As we approach the celebration of the birth of Jesus Christ, we tend to focus on some of the values that have come to be associated with Christmas: generosity, family, forgiveness, sharing, reconnecting, warmth, joy, happy memories. Thus, many people see the messages of Christmas more clearly on The Hallmark Channel than they do the Bible or Christian worship.
In faith, let’s revisit some of the facts:

  • Jesus was and is completely divine (God) and completely human (ourselves). We might say he looks like us and acts like his Father.


  • Jesus’ mother in the flesh was/is Mary of Nazareth. As the mother of Jesus, she is also the Mother of God. This does not mean that God took his origin from Mary – he has no beginning. But God as Jesus was born from Mary, as his channel into human time and human existence. He was God when he was born from Mary, therefore she is the Mother of God.


  • Mary remained throughout her life devoted to her one great calling, to be a disciple of Jesus. Her “career” within that calling was to be his mother. This was exclusive and, as such, she bore no other children. Jesus’ extended family members were sometimes referred to as brothers or sisters, a form of reference still common in some language groups today, e.g. Vietnamese.


  • Mary’s spouse was Joseph. He was a just and holy man who agreed to be the spouse of Mary while protecting her perpetual virginity. As such, he is the guardian of Mary and his foster-son, Jesus.


  • Joseph was a worker-in-wood, an artisan who created furniture, customized gear for oxen, carpentry and other necessities. He, in turn, shared his craft with his son, Jesus, as was the custom of the time.


  • The revealed word of God, the Bible, sees Jesus as the Light of the World. Therefore it became the custom to celebrate his birth at the darkest time of the year. For this reason, the date of Christmas is set on December 25, near the Winter Solstice in the northern hemisphere. This is a time of great significance for many religions, including the pagans.

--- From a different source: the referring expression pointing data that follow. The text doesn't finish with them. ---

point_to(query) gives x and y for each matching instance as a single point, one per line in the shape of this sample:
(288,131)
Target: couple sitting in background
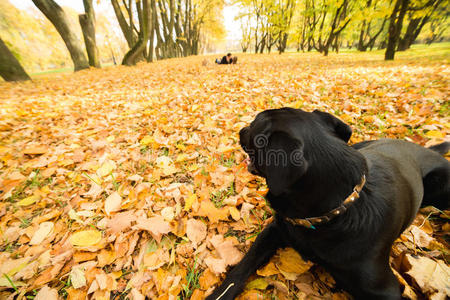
(226,60)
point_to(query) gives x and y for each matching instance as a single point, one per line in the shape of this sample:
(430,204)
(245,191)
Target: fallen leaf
(86,238)
(156,226)
(46,293)
(195,231)
(45,229)
(113,203)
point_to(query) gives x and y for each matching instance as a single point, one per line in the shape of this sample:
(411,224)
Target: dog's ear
(284,162)
(342,130)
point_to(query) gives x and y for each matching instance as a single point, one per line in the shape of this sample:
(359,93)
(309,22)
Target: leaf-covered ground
(130,182)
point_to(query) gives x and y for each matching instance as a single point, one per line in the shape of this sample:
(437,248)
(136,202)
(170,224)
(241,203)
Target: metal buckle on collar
(310,222)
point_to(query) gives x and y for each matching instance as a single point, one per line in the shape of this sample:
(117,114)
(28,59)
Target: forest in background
(149,30)
(327,25)
(38,46)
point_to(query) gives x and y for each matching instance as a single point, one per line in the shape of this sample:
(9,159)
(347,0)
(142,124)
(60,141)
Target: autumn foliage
(130,181)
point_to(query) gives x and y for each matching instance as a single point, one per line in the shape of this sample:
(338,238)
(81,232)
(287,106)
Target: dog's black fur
(354,247)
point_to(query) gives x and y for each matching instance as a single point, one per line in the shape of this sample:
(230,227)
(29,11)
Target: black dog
(337,205)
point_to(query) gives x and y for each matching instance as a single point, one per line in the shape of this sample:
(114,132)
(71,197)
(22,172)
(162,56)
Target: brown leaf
(156,226)
(195,231)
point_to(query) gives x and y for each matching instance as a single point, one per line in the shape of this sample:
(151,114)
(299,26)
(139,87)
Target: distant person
(227,60)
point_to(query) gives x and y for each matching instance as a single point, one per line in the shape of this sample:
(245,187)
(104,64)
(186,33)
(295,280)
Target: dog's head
(277,141)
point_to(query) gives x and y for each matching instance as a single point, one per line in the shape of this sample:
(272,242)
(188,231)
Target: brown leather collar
(310,222)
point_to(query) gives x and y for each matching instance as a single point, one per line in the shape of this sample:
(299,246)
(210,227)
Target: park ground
(130,182)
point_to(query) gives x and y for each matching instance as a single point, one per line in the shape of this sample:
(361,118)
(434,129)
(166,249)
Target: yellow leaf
(77,278)
(257,284)
(86,238)
(234,212)
(113,203)
(292,262)
(434,134)
(42,233)
(214,214)
(106,168)
(146,140)
(189,201)
(35,150)
(28,200)
(268,270)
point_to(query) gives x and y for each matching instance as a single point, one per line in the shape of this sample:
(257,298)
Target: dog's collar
(311,222)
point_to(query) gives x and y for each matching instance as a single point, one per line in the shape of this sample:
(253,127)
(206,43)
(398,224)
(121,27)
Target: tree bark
(87,23)
(395,27)
(59,19)
(126,29)
(132,56)
(10,68)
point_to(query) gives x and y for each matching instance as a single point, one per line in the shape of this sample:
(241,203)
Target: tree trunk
(126,29)
(132,56)
(87,23)
(10,68)
(395,27)
(59,19)
(405,42)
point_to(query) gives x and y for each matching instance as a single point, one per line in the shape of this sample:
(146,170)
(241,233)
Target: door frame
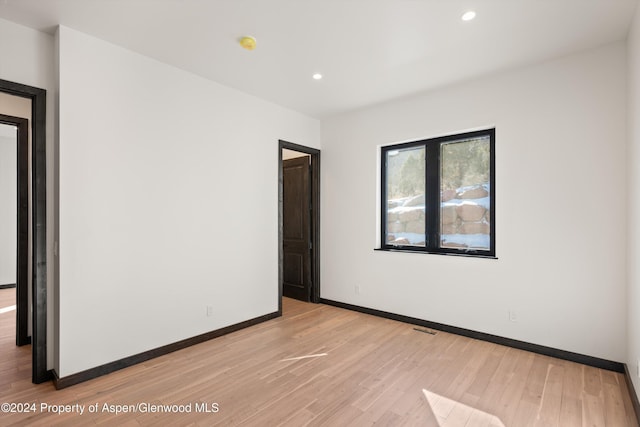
(38,97)
(314,220)
(22,228)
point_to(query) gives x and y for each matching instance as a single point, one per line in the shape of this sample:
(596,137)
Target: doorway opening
(299,222)
(14,217)
(38,253)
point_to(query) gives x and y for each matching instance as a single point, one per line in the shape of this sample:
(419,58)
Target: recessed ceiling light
(468,15)
(248,42)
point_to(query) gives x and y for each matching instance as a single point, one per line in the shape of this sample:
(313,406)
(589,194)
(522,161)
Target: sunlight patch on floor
(304,357)
(450,413)
(7,309)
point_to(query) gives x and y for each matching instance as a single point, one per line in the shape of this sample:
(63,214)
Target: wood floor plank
(352,369)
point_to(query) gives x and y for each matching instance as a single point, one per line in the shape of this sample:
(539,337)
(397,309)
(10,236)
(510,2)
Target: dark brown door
(296,229)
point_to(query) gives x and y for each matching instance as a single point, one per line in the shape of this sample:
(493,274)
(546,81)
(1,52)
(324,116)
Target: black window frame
(432,196)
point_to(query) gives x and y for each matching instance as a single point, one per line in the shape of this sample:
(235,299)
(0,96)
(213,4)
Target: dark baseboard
(522,345)
(98,371)
(632,392)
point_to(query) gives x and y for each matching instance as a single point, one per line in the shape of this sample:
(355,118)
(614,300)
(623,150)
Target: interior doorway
(14,217)
(38,198)
(299,222)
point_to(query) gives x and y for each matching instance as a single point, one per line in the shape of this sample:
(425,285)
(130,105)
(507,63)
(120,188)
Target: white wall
(168,202)
(8,203)
(560,207)
(28,58)
(633,165)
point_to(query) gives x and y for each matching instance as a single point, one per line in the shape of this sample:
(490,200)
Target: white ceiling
(369,51)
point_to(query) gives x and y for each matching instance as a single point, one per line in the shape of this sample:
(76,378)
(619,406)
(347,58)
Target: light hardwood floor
(324,366)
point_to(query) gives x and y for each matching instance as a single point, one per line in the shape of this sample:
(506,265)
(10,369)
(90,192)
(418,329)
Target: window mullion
(432,195)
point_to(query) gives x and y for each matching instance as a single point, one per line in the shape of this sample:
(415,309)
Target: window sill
(413,251)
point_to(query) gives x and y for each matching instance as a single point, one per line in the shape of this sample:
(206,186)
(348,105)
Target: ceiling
(369,51)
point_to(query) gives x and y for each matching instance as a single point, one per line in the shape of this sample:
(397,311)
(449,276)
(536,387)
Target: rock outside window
(438,195)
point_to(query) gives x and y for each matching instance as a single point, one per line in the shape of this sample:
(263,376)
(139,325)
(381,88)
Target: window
(438,195)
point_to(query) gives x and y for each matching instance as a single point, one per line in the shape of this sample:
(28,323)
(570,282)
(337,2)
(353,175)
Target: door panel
(296,229)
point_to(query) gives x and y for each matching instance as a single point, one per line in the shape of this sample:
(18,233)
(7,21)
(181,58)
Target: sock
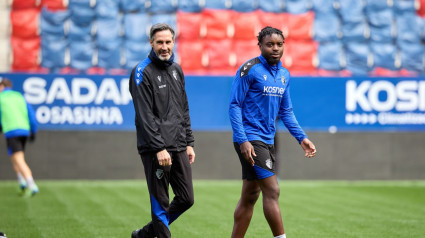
(21,180)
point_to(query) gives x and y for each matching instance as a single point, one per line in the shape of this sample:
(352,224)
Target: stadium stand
(366,37)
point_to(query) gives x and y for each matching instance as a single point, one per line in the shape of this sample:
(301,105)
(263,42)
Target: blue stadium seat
(218,4)
(53,53)
(135,51)
(109,53)
(244,5)
(384,55)
(330,55)
(163,6)
(133,6)
(80,32)
(82,13)
(81,53)
(136,26)
(107,8)
(327,26)
(358,58)
(351,11)
(412,56)
(276,6)
(53,23)
(191,5)
(298,6)
(380,20)
(408,27)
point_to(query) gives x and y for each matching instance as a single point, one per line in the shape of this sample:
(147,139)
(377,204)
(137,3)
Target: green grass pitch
(97,209)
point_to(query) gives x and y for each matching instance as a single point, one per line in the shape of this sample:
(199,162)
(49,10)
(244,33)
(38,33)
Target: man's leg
(181,182)
(270,190)
(245,208)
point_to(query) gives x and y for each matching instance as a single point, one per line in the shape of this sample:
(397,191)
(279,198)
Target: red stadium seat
(189,25)
(26,53)
(191,56)
(221,59)
(217,24)
(300,26)
(245,50)
(23,4)
(55,4)
(300,57)
(25,22)
(247,25)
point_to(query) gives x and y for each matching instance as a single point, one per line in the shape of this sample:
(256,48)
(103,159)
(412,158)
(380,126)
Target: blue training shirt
(260,93)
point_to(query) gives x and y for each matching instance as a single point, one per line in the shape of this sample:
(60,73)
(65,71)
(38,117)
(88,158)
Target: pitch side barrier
(349,104)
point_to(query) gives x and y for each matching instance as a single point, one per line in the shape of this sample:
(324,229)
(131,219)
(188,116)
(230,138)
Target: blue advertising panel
(99,102)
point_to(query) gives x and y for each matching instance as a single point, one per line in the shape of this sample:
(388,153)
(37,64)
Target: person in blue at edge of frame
(18,123)
(164,135)
(260,93)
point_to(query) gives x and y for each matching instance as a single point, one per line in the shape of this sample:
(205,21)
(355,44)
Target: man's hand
(164,158)
(191,154)
(309,148)
(247,151)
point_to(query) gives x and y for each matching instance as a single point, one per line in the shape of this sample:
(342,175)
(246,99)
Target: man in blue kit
(260,93)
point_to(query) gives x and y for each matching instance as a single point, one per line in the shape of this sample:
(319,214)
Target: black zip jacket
(162,111)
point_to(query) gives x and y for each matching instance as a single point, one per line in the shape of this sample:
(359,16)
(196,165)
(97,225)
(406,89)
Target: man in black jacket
(164,136)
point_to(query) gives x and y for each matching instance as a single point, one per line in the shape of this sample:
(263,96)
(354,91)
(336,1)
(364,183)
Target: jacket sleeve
(190,139)
(146,122)
(287,116)
(238,93)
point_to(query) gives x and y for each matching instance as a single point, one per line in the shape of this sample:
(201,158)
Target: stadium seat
(351,11)
(380,20)
(300,26)
(53,53)
(221,59)
(135,51)
(326,27)
(109,53)
(245,50)
(107,8)
(384,55)
(25,22)
(412,56)
(163,6)
(330,55)
(24,4)
(53,23)
(189,25)
(55,4)
(25,53)
(217,24)
(80,32)
(358,58)
(298,6)
(300,57)
(82,12)
(133,6)
(276,6)
(218,4)
(191,5)
(192,58)
(81,54)
(244,5)
(408,27)
(247,25)
(135,26)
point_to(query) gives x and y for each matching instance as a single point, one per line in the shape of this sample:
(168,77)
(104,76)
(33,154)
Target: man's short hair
(160,27)
(267,31)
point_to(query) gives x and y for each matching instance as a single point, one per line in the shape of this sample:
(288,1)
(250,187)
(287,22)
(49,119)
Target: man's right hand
(164,158)
(247,151)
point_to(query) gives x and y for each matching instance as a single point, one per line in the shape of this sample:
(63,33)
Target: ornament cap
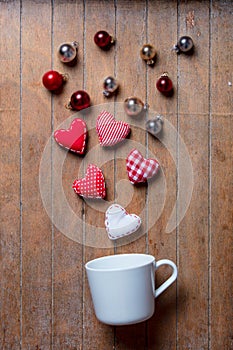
(68,106)
(65,76)
(150,62)
(106,93)
(75,44)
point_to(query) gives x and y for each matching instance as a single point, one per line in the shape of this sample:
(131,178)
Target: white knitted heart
(119,223)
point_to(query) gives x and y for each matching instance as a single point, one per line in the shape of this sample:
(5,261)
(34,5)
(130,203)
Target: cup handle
(170,280)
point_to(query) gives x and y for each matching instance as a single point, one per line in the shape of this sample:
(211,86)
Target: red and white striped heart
(119,223)
(140,169)
(74,138)
(92,185)
(110,131)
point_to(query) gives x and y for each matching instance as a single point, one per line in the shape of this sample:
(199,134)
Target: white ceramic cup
(123,287)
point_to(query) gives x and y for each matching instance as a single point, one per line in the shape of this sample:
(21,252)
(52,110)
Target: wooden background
(45,301)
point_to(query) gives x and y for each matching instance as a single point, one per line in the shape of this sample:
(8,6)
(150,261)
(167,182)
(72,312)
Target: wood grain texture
(132,78)
(36,226)
(221,243)
(193,108)
(98,64)
(162,196)
(221,58)
(221,224)
(67,253)
(10,177)
(45,299)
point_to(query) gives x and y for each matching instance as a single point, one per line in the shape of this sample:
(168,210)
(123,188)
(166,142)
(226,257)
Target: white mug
(123,287)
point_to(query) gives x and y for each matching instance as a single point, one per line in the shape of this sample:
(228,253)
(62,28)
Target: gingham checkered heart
(92,185)
(140,169)
(110,131)
(74,138)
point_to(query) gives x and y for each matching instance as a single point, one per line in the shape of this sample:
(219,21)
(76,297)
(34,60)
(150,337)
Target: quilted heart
(119,223)
(74,138)
(110,131)
(92,185)
(140,169)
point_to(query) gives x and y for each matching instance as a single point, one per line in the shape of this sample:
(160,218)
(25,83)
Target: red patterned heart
(110,131)
(92,185)
(140,169)
(74,138)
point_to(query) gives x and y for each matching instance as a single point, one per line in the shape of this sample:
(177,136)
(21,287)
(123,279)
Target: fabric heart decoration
(74,138)
(119,223)
(92,185)
(110,131)
(140,169)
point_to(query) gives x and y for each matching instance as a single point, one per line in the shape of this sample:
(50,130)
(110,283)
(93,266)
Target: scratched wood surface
(47,233)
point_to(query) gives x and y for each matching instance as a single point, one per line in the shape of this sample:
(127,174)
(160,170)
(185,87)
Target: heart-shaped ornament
(92,185)
(110,131)
(140,169)
(119,223)
(74,138)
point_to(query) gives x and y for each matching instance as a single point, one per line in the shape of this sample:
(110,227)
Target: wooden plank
(221,242)
(68,259)
(36,128)
(161,328)
(10,176)
(221,261)
(98,64)
(193,127)
(131,73)
(221,61)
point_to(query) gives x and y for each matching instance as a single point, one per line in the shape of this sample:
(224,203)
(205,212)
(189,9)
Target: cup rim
(88,266)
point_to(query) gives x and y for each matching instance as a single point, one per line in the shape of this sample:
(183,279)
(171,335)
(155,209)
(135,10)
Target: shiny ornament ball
(164,84)
(53,80)
(184,45)
(67,52)
(79,100)
(133,106)
(110,86)
(103,40)
(148,54)
(154,126)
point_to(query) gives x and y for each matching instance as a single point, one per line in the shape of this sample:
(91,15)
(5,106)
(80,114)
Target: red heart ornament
(110,131)
(92,185)
(74,138)
(140,169)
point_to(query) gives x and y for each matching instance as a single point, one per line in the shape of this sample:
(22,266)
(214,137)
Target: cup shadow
(159,330)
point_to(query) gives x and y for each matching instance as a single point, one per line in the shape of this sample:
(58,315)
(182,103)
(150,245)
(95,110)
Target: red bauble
(164,84)
(52,80)
(80,100)
(103,39)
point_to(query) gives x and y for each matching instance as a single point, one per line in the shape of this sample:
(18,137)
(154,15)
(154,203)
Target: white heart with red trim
(110,131)
(119,223)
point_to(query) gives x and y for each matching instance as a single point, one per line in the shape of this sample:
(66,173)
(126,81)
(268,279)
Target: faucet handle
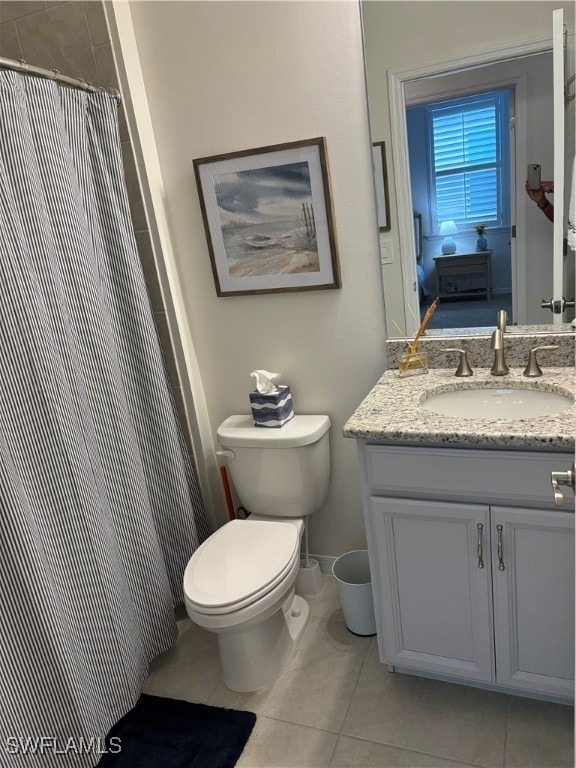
(464,368)
(533,370)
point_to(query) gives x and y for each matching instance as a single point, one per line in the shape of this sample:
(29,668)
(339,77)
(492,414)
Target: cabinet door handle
(501,566)
(480,528)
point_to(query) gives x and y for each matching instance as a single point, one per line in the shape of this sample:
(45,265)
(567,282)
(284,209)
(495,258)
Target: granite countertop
(391,412)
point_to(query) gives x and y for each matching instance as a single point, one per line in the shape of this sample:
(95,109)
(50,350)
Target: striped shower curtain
(99,502)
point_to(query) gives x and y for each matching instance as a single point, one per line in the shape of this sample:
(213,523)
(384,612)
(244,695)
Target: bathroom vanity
(472,561)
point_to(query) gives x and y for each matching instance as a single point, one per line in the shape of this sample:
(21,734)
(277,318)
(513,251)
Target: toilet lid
(239,561)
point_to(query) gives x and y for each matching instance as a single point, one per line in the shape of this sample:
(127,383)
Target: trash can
(352,574)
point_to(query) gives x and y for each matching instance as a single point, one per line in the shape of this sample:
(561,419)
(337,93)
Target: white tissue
(265,382)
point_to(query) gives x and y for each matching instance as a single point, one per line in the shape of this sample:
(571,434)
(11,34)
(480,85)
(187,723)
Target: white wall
(402,34)
(227,76)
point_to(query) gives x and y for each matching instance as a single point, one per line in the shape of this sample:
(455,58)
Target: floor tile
(336,705)
(368,754)
(190,669)
(540,734)
(451,721)
(274,744)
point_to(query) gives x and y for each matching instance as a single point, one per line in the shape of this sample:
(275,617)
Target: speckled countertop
(391,412)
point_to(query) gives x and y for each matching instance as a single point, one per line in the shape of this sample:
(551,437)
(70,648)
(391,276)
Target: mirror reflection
(479,241)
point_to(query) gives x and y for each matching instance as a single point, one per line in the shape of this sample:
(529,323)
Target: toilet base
(253,657)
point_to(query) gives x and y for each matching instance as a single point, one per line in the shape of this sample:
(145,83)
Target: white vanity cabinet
(472,565)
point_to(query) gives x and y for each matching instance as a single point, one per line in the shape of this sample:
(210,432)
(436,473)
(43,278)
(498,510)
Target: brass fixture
(464,368)
(499,368)
(532,369)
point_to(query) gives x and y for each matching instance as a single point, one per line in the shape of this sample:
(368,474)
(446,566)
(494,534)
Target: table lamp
(448,228)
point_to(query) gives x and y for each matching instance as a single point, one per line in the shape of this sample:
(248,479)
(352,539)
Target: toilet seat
(239,564)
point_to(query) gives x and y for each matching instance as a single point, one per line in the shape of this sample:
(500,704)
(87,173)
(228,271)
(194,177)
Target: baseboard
(325,562)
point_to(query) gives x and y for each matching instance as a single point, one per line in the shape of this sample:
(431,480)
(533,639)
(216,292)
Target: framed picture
(268,219)
(381,185)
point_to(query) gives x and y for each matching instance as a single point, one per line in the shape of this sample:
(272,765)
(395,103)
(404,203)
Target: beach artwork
(268,219)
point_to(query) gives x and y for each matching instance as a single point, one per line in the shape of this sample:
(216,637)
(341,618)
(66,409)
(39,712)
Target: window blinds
(466,160)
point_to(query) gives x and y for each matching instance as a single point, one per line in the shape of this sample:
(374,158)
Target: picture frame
(268,219)
(381,185)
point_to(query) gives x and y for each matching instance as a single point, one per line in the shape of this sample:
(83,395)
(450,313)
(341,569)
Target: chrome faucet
(499,367)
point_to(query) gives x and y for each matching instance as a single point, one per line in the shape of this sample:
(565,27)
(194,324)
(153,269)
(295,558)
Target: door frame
(398,130)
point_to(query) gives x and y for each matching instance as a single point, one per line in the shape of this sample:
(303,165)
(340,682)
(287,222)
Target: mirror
(417,54)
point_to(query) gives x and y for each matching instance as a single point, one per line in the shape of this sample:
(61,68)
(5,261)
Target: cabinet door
(533,576)
(431,577)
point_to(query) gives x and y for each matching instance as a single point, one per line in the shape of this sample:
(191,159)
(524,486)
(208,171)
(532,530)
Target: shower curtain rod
(20,65)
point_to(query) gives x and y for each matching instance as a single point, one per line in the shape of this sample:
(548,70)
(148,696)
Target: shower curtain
(99,503)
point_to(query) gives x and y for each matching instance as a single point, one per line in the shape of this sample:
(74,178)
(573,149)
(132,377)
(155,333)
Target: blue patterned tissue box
(272,410)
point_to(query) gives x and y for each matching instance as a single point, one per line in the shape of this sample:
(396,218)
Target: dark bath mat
(169,733)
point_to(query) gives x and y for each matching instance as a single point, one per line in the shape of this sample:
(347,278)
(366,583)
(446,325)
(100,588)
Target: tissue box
(272,410)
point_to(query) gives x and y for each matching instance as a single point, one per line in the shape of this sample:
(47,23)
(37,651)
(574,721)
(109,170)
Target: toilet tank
(281,472)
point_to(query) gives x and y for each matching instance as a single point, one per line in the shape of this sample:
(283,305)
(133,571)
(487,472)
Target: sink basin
(496,403)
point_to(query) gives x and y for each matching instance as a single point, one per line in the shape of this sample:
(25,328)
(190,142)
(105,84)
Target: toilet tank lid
(300,430)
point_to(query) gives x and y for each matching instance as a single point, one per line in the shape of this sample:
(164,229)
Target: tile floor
(336,705)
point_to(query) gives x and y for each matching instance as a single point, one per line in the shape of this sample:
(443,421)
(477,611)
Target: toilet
(240,582)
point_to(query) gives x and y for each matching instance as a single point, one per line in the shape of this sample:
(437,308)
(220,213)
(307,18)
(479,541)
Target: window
(469,160)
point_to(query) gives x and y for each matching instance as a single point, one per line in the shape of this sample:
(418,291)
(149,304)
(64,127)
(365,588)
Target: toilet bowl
(243,586)
(240,583)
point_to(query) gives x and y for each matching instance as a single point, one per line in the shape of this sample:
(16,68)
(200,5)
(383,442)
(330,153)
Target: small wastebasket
(352,574)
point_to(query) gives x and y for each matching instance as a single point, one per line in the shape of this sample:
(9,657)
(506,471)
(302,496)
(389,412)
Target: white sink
(510,402)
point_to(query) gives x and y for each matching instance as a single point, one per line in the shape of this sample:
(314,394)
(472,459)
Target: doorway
(459,149)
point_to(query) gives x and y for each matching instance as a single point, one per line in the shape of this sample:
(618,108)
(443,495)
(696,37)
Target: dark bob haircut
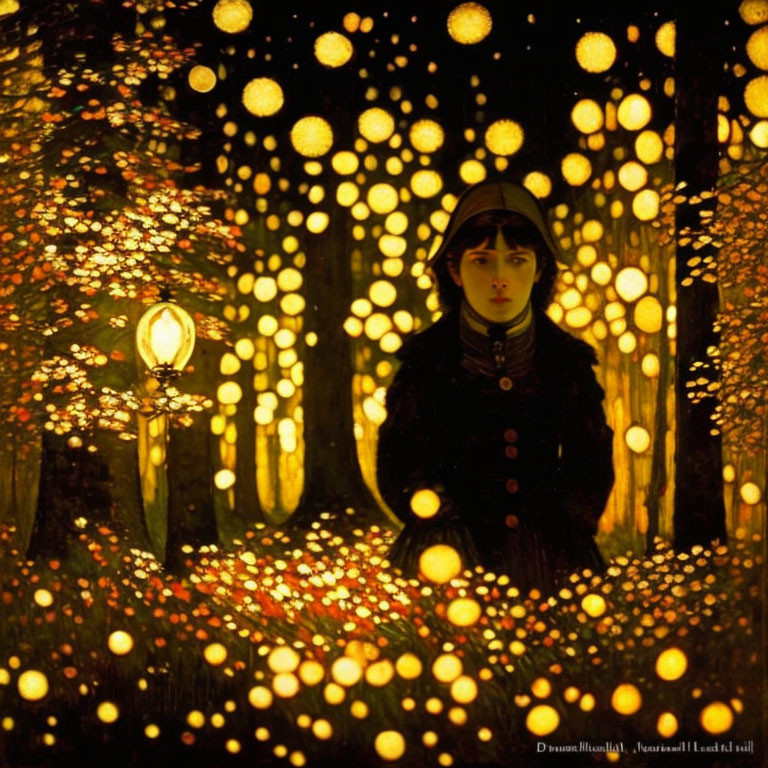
(518,231)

  • The Christmas crèche or manger scenes we erect often reflect the first several months of Jesus’ life. The shepherds and the angels came into the life of Jesus and his parents at the time of his birth. The magi (wise men from the East) did not arrive until closer to Jesus’ second birthday.

The story of the birth of Jesus can be found in the Bible in the Gospels of Matthew, Mark and Luke. It also occasionally may be found in dramatic form on The Hallmark Channel.